Although lockdowns have been lifted in all African countries, the disruptive impact of the pandemic restrictions on maternal and child health outcomes will still linger on. While these impacts may be overwhelmingly innumerable and intense, it is not too late to provide comprehensive and tailored services in schools and local communities to address these complex issues through a more gendered lens by prioritizing women’s safety in African countries.

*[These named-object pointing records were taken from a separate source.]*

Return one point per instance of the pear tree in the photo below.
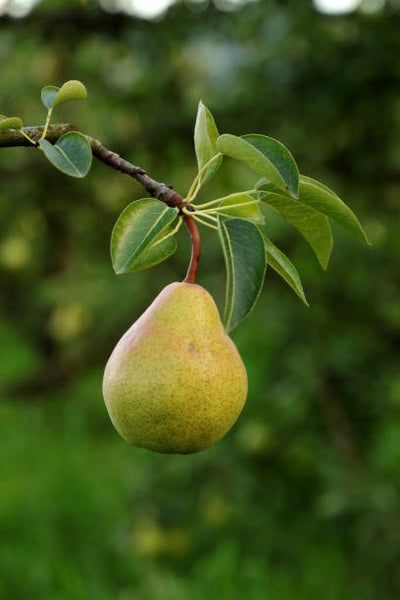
(175, 382)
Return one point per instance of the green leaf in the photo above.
(280, 156)
(205, 137)
(210, 169)
(71, 154)
(240, 149)
(48, 95)
(53, 96)
(312, 225)
(284, 267)
(229, 207)
(71, 90)
(321, 198)
(245, 259)
(137, 240)
(10, 123)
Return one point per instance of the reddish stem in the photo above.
(196, 250)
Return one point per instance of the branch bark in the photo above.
(13, 138)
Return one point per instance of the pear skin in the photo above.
(175, 382)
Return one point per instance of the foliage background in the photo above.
(301, 499)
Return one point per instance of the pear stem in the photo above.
(196, 250)
(162, 191)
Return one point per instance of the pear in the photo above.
(175, 382)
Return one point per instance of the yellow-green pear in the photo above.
(175, 382)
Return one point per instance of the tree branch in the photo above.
(13, 138)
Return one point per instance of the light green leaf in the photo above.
(321, 198)
(242, 150)
(280, 156)
(71, 154)
(209, 170)
(205, 137)
(245, 259)
(71, 90)
(240, 205)
(312, 225)
(48, 95)
(137, 239)
(284, 267)
(52, 95)
(10, 123)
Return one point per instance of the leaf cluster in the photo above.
(144, 233)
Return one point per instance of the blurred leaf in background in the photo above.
(301, 500)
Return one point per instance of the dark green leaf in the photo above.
(284, 267)
(321, 198)
(280, 156)
(245, 259)
(137, 240)
(71, 154)
(10, 123)
(240, 205)
(312, 225)
(242, 150)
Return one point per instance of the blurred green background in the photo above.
(301, 499)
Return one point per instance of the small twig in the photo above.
(161, 191)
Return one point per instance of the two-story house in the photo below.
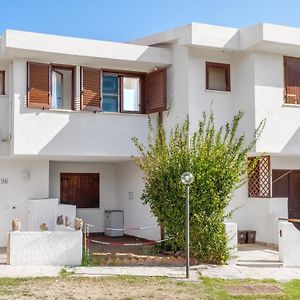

As governments and policymakers in the region allocate resources to address the COVID-19 pandemic, comprehensive programs focusing on sexual and reproductive health, continuous education and awareness creation, social welfare services, and research should be part of national and institutional budgets. This will equip the  most vulnerable population to deal with the negative impacts of the pandemic. In individual countries, existing policies geared at protecting the rights of women and children against domestic violence and forced marriages should be purposefully enforced, as these factors have multi-throng effects on the overall health of these individuals as well as the economy, both in the short and long run. Without the implementation of strategic interventions, these numbers will rise exponentially by 2050 (33). Significant measures should also be pursued remembering the fact that the improvement in women’s health is a measure of progress and development in countries.

In learning from the ongoing COVID-19 pandemic, African countries need to remain alert and have action plans in place to effectively deal with future crises. This will help build the capacity of the health and economic systems to withstand emergencies while sustaining the provision and utilization of key services. The pandemic has had intersectional gendered implications and therefore there is a need for a more gender-based approach and response to the continuous impact on women and children in African countries.